At the same time, the Australian Industry Group (AIG) said on Monday that its Performance of Services Index for Australia slid to the lowest level since August 2013 in December. The index came in at a reading of 46.1, following a reading of 48.9 in November. AIG Chief Executive, Innes Willox, stated that if nations sector of services does not recover rapidly, pressure will build on the Reserve Bank of Australia to reduce its benchmark interest rate further, while the goal of fiscal consolidation may appear to be more difficult to achieve in the shorter-term.
However, traders saw a 6% probability that the Reserve Bank of Australia will cut borrowing costs at its next policy meeting in February, while a month ago the odds of such a move were 18%.
The deficit on Australias trade balance probably narrowed to 0.250 billion AUD in November from a deficit of 0.529 billion AUD in October, according to the median estimate of experts.
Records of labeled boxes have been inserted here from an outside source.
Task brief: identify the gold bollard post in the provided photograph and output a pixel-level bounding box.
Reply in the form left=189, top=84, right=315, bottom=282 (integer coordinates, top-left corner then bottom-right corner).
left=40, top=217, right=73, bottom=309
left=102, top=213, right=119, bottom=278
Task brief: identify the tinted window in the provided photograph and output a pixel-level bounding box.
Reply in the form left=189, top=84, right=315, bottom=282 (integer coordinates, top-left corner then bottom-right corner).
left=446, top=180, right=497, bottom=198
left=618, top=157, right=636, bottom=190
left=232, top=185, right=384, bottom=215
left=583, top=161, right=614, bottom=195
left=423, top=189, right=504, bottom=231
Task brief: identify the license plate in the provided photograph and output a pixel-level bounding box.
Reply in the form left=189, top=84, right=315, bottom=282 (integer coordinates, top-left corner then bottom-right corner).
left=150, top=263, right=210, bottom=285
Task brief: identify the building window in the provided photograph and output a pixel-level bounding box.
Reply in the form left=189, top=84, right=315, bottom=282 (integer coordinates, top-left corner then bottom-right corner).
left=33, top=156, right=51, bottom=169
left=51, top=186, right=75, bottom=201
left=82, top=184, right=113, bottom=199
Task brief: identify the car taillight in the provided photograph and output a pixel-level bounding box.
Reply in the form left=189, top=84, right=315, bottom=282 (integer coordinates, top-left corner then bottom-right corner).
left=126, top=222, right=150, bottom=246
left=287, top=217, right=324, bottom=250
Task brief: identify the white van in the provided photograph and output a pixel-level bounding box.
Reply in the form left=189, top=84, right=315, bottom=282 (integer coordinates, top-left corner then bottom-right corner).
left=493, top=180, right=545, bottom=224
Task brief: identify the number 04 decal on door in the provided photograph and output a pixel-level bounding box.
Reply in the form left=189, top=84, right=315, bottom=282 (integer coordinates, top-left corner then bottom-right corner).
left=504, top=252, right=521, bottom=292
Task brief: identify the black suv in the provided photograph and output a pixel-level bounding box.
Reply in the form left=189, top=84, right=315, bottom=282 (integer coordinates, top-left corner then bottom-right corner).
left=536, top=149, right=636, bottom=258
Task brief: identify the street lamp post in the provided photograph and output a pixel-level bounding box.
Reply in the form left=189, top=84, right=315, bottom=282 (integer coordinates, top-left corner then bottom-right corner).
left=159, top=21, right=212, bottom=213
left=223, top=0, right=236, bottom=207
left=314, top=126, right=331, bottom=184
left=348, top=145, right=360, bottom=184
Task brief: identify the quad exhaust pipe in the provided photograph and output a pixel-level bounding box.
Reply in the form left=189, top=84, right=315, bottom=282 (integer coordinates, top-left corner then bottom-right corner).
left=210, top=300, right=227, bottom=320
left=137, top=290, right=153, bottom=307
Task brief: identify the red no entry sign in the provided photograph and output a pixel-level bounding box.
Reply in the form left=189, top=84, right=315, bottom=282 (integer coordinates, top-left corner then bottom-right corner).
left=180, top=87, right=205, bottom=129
The Australian Bureau of Statistics is to release the official figures tomorrow.
The yield on Australian 10-year government bonds rose three basis points, or 0.03 percentage point, to reach 4.38%, or the highest level since December 10th, as traders trimmed their bets that the Reserve Bank of Australia (RBA) would reduce its benchmark interest rate from an already record-low level of 2.50%.
Meanwhile, activity in the US sector of services probably increased, with the corresponding PMI rising to a reading of 54.5 in December from 53.9 in the preceding month. The Institute for Supply Management (ISM) will reveal the official data at 15:00 GMT today. A better-than-projected reading would certainly provide support to greenbacks demand.
Elsewhere, the Australian currency was gaining against the euro, with EUR/AUD cross down 0.26% on a daily basis to trade at 1.5159 at 7:50 GMT. AUD/NZD pair was advancing 0.26% to trade at 1.0838 at 7:50 GMT.